Chapter 64: Planarch
Fyrgax’s remains dissappeared as corvin absorbed him the devestation, result of their brief clash still smoked in the crater of his shattered throne chamber. Corvin stood above the crumbling ruin, the heart of the Dark Sovereign turned to ash in his grip. But something gnawed at him, not dissatisfaction, but stillness. That kill had felt... inert. It was as if the energy he’d consumed had simply filled a cup already brimming.
Fyrgax was powerful no doubt. Archmagus level by magical standards, steeped in centuries of infernal fury. His memories were seared with blood and conquest, his power forged in unending fire. And yet, when Corvin absorbed his essence, his core did not stir. No new height. No fresh surge. No flicker of transformation.
Corvin narrowed his eyes, reaching inward to assess. His mana flow was smooth, refined, stable like a perfectly tuned chord. His reserves were vast, but their density no longer swelled with new conquest. It was as if the world had quietly admitted he had grown beyond it.
He had reached the limits of what Dark Sovereigns could offer.
As he stood in contemplation, the residual memories of Fyrgax began to settle deeper, like ink sinking in undisturbed water. Corvin closed his eyes and let the Sovereign’s memories surface, allowing the echoes of an ancient will to thread into his own.
Scenes from a bygone invasion flickered to life.
Fyrgax, younger and unscarred, marching alongside vast legions through yawning planar rifts. Firestorms curled in the skies above distant worlds. Crystalline towers erupted like jagged teeth from ruined civilizations. Demi planes crumbled under siege. A ritual circle, the largest Corvin had ever seen came to view. Archmagus and Planarch level individuals from all the races were working together to complete it. Corvin memorized the details. etched them millimeter by millimeter. When the circle was complete the Arbiters arrived, they checked the drawings and started to feed the circle with their mana. The foreign earth trembled under Fyrgax’ feet. Crystals began to form, one by one at the beginning, by dozens as the ritual continued. The aether in this foreign worlds atmosphere began the get thinner, the more crystals formed the less aether in the air. After a while life itself began to crumble. Trees began to dry out, grass turned yellow, earth itself parched. thousands of crystals were at the center of the ritual chamber. Arbiters took the lion’s share, Planarch’s took the second larger. Remaining crystals shared between the Arch magi depending their contribution. Fyrgax got twenty of them. The rest he got after attacking the ohter Dark soverigns. It seems there was no honor between Demons.

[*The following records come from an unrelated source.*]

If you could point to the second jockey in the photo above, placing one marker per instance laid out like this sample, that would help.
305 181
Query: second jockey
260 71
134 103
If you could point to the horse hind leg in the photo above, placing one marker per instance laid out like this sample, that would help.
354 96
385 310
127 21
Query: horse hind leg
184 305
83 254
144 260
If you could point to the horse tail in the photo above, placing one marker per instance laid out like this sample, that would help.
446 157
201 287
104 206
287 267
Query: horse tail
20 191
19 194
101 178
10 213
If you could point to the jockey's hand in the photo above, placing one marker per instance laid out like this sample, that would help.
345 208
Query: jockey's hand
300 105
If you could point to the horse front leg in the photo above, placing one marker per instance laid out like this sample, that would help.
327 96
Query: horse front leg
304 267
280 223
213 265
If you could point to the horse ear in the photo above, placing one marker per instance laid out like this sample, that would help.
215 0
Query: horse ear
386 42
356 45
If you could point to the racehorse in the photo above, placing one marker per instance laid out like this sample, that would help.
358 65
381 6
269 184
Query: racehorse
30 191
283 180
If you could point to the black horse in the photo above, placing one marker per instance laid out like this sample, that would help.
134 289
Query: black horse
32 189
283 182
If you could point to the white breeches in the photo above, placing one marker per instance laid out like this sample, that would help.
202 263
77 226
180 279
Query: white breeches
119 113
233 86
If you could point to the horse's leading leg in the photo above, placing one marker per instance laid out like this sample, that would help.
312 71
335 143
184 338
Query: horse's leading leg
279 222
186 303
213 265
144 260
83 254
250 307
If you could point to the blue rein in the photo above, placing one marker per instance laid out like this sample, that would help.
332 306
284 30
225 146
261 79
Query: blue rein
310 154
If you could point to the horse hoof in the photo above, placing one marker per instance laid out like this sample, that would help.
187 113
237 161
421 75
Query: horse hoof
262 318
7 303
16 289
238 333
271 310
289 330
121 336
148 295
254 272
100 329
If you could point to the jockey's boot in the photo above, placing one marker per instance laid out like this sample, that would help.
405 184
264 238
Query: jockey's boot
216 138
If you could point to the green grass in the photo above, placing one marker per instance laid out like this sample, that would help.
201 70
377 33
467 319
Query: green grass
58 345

Then came a vault. A chamber of scorched stone, runes warped from age and power, sealed by black flame. And there, hovering above a plinth carved from stone: a basin of relics, each one pulsating with unnatural brilliance.
Aether Crystals.
Dozens of them. Stolen from shattered planes. Torn from hands of other dark soverigns, remnants of battles waged at the edges of reality. The memory eyes showed their form, long, jagged shards like frozen lightning, translucent yet impossibly heavy. Within each, aether swirled in mesmerizing blue green spirals, a slow cosmic dance trapped in glass. Some curled like storm tide eddies, others flickered with starlight. They hummed even in memory.
Fyrgax had hoarded them. Guarded them. Hidden them beneath layers of death and silence.
Corvin followed the thread, tracing the remembered path with his own footsteps. Through the crumbled fortress. Down the cracked obsidian steps and past the still smoking halls. A hidden chamber lay untouched, sealed in shadow beneath the throne.